Covid-Love Connection and Prayer of Saint Francis

Naoko Yogi Takiguchi
4 min readMar 28, 2020

I struggled all day yesterday to get words out in a coherent manner in order to write this article. As a Japanese saying goes, I was even prepared ‘to brew someone’s nail grime and drink it.’ In plain English, I could’ve done with borrowing someone’s literary talent. I have a friend who effortlessly and eloquently churns out 6,000 words in a day. That’s whose nail grime I’d brew. Disgusting AND down right dangerous considering Covid-19, the very topic of my writing.

What I wanted to convey was this: it’s compelling to me that Covid-19 affects our capacity to breathe and to touch. Deep breathing and hugs are my go-to things for heart connections. I view them as acts of love; appreciation of oneself and adoration of others. Reverence for life. I went down this line of thinking because I was missing close contact. At the moment I only get cuddles one day a week from my son, who I co-parent. Finding meaning in my suffering might help me transcend it. I felt utterly selfish and self-indulgent once my focus shifted to the lonely people, who are self-isolating alone right now. Lonely people have existed before this too. What about the sick people in hospitals who are away from their family? My heart cracked open at the thought and I cried.

Paradoxically Covid-19 is uniting the humankind despite the deprivation of close contact. Where Covid-19 is, I find love. It’s evident. I’ve seen it in singers on balconies in Italy, a pianist in Spain, let alone doctors and nurses working selflessly, the list is endless. Let’s give some credit to business entities too. There are so many companies out there now offering free on-line courses to help us in our confinement, and companies offering discounts on their products and services to help us alleviate our financial worries. I’ve observed that through all this we have become more community-centred as opposed to self-centred.

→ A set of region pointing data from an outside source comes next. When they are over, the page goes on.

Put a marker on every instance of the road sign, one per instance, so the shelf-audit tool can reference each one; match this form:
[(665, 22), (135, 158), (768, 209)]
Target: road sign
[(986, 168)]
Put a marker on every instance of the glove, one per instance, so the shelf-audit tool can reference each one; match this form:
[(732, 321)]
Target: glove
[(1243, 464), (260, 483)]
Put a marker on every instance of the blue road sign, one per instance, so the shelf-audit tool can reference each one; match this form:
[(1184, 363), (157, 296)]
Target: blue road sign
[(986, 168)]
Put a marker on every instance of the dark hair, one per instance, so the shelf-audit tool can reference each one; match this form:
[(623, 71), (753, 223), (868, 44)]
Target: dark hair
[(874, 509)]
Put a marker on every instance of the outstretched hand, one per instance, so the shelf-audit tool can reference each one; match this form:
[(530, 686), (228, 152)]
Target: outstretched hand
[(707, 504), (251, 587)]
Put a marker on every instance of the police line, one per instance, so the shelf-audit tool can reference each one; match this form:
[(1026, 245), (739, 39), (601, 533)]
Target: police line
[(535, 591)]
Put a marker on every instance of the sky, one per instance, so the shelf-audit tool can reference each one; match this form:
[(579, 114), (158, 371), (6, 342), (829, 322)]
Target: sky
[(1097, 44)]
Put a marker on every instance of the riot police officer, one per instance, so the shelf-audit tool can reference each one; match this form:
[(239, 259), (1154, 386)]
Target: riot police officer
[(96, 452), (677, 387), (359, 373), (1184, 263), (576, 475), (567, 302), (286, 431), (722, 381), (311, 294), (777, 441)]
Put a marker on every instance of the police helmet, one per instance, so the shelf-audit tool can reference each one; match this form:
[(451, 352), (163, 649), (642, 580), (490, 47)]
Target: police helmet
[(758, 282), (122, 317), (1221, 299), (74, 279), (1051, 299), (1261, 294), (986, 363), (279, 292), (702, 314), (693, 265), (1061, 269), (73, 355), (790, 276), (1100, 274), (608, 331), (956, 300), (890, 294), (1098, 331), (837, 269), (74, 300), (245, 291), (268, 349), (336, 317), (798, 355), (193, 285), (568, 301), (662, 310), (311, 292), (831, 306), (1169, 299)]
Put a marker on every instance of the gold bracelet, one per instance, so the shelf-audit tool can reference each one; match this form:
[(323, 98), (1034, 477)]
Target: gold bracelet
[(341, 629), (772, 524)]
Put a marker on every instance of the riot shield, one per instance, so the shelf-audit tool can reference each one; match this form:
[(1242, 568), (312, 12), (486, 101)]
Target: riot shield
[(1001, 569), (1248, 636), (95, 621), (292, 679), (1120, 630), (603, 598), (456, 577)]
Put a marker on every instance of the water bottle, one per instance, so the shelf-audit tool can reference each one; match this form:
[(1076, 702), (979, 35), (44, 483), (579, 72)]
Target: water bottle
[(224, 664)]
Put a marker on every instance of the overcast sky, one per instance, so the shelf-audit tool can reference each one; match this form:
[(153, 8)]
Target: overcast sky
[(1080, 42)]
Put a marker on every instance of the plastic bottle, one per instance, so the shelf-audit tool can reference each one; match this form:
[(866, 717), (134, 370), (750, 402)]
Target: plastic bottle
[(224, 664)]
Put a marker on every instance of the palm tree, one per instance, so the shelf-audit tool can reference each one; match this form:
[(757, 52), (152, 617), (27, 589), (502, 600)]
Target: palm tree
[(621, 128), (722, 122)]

I am not alone in finding meaning in Covid-19. My dear friend who I mentioned above, for example, made a connection between the ongoing Amazonian forest fire -lungs of the earth on fire- and Covid-19 affecting our lungs spreading like a wild fire. A metaphor for a deep esoteric meaning. I had a funny realisation of covid-lung connection. I had a lurgy that went into my lungs a few weeks ago. When Covid-19 reached the critical point it is at now, I went into a momentary panic. In an attempt to calm my nerves, I tried to take a deep breath and realised I could not. It just made me wheezy. I walked around in circles in my room, cold sweat pouring out of me, not knowing what else to do.

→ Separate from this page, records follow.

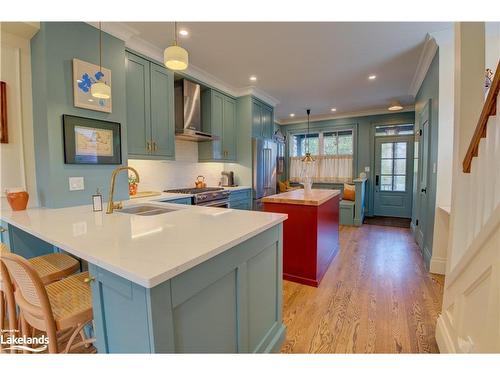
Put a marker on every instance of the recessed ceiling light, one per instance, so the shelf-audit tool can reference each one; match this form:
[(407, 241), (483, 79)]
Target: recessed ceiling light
[(395, 106)]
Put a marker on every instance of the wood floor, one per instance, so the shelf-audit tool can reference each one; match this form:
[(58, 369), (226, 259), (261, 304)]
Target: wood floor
[(376, 297)]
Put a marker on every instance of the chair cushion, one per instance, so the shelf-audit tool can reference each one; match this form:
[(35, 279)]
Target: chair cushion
[(349, 192)]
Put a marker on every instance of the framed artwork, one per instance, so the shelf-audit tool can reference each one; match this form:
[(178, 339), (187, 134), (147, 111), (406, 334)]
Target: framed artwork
[(84, 75), (91, 141), (4, 133)]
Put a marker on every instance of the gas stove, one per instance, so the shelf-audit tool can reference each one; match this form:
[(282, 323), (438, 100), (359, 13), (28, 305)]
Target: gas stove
[(209, 196)]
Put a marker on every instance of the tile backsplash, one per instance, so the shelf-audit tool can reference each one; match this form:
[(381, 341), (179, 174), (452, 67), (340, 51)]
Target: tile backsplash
[(159, 175)]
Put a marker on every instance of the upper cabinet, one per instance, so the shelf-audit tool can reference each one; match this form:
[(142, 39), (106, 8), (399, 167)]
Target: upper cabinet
[(262, 120), (218, 117), (150, 109)]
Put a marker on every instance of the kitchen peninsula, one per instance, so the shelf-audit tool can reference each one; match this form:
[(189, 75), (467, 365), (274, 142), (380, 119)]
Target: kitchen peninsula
[(193, 279), (311, 233)]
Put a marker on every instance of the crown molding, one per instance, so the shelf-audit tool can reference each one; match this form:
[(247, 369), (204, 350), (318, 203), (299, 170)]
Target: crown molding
[(133, 41), (362, 113), (424, 62)]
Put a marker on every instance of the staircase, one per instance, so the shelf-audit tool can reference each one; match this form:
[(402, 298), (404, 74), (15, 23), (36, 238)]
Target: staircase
[(470, 319)]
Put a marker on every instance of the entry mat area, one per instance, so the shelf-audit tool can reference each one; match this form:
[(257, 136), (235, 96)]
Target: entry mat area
[(388, 221)]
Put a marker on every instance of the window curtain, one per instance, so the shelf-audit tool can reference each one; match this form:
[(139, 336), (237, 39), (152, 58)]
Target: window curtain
[(326, 168)]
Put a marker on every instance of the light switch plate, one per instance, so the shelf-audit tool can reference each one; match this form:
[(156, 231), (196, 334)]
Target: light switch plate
[(76, 183)]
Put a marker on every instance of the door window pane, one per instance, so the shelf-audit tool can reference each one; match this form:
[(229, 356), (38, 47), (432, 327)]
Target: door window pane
[(400, 151), (386, 166), (386, 183), (387, 150), (399, 183), (399, 166)]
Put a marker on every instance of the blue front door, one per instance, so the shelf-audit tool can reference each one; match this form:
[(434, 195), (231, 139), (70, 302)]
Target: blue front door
[(393, 176)]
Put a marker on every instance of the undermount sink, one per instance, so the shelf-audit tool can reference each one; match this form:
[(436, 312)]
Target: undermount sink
[(146, 210)]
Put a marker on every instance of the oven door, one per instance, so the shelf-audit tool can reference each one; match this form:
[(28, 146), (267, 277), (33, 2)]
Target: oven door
[(224, 203)]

Though it didn’t feel funny at the time, out of this comical episode came a new level of confidence. Apparently I have enough internal resources to deal with intense negative emotions pretty quickly. More importantly, this experience equipped me with compassion pretty early on for those who are doing ‘weird things’ right now, like stock-piling loo rolls or dried pasta, or even worse, beating up postmen and nurses ‘for spreading the disease.’ I am in no way condoning their actions. Far from. I just know that they are acting out of intense fear. I read an article by an aid worker who has seen people do ‘weird things’ in a crisis situation, which predicted that we would start to see an increase in incidents like these. Where there is, I’m afraid to say, so much fear-mongering in the media, I feel it’s important for us to have awareness. Awareness of human fallibility and compassion toward those suffering from fear. Isn’t that all of us in varying degrees?

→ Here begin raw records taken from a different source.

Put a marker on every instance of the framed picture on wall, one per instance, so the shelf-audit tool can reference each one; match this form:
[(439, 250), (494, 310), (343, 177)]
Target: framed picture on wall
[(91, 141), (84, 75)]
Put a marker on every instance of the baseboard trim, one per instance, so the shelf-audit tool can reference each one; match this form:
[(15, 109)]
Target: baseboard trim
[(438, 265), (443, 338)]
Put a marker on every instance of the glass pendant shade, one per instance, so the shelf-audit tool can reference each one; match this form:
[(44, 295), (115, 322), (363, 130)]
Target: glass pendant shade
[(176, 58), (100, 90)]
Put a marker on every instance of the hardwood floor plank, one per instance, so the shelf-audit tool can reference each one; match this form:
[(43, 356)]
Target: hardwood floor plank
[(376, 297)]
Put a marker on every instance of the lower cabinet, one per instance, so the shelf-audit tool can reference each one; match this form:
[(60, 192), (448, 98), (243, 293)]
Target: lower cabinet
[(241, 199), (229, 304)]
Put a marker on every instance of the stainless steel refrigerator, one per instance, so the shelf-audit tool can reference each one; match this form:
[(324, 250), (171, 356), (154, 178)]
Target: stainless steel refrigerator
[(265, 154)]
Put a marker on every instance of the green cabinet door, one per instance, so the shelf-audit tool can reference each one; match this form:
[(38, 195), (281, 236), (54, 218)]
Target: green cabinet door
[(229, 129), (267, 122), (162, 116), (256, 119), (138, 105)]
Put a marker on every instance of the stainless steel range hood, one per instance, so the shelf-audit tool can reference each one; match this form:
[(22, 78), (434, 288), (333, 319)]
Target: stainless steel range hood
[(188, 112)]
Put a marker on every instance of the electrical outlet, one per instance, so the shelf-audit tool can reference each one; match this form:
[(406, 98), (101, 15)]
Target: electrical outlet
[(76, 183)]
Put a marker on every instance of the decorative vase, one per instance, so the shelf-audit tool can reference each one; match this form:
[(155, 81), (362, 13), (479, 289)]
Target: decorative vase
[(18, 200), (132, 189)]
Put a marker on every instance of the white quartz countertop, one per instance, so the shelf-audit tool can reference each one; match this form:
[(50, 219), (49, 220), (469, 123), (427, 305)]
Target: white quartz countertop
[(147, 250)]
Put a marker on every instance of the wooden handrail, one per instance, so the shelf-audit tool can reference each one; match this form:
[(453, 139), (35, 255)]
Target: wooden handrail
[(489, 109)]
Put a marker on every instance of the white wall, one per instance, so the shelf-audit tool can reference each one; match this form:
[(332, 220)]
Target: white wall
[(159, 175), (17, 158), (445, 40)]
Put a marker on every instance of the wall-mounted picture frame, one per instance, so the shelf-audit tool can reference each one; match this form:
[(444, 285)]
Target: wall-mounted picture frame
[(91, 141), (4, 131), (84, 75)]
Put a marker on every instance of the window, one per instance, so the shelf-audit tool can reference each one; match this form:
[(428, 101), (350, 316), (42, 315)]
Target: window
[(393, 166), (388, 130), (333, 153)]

I feel this popular peace prayer is even more relevant now. With that, I will put my struggle with this article to rest… in love.

Prayer of Saint Francis:

Lord, make me an instrument of your peace.
Where there is hatred, let me bring love.
Where there is offence, let me bring pardon.
Where there is discord, let me bring union.
Where there is error, let me bring truth.
Where there is doubt, let me bring faith.
Where there is despair, let me bring hope.
Where there is darkness, let me bring your light.
Where there is sadness, let me bring joy.

O Master, let me not seek as much
to be consoled as to console,
to be understood as to understand,
to be loved as to love,
for it is in giving that one receives,
it is in self-forgetting that one finds,
it is in pardoning that one is pardoned,
it is in dying that one is raised to eternal life.